6 января 1510 г. посадников и бояр, приехавших в Новгород, пригласили в кремль. Великий князь потребовал уничтожения псковского веча и установления в Пскове московской системы управления. После этого все жалобщики были арестованы и помещены в темницу.
А тем временем из Новгорода в Псков выехал посол Василия III дьяк Третьяк Долматов. По случаю его прибытия было созвано вече. Третьяк объявил собравшимся великокняжескую волю: «Вечу не быть, вечевой колокол снять, а быть в Пскове двум наместникам Великого князя, а в пригородах по наместнику».

Фрагмент памятника тысячелетию Руси. Новгород
В смятении и страхе выслушали псковичи московского посла. Они просили у него разрешения подумать до следующего дня. Тревожной была та ночь с 12 на 13 января 1510 года. Часть псковичей предлагала отвергнуть требование Василия III и оказать сопротивление. Но большинство понимало, что без посадников и бояр, арестованных в Новгороде, невозможно организовать оборону и успешно противостоять Москве.
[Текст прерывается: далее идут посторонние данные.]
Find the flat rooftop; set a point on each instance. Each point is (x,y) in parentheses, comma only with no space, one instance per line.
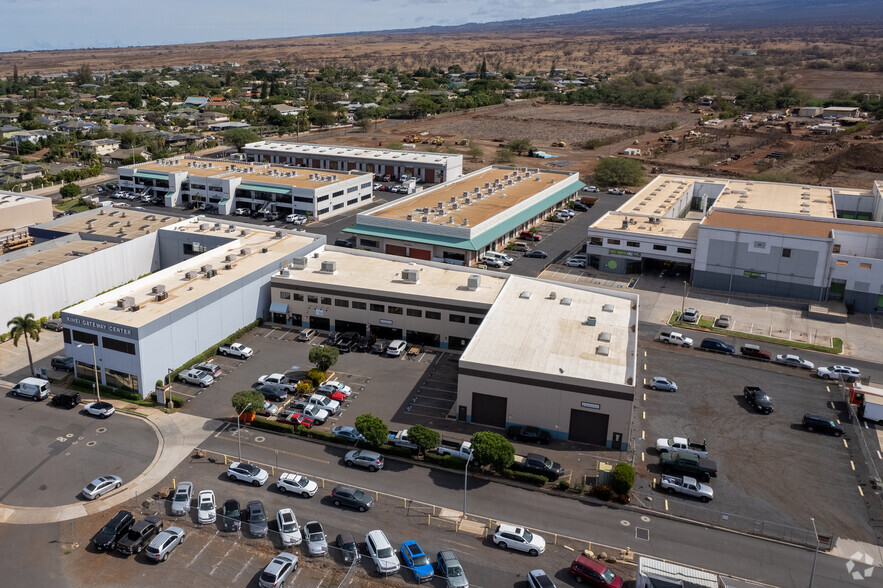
(530,331)
(183,290)
(44,256)
(641,225)
(478,196)
(371,272)
(310,149)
13 января в последний раз зазвонил в Пскове вечевой колокол, собирая на торговой площади горожан. Псковичи приняли все требования Василия III. Третьяк Долматов приказал снять вечевой колокол. Тяжело было псковичам отказаться от своих обычаев, от веча, со слезами на глазах расставались они со своим символом вольности.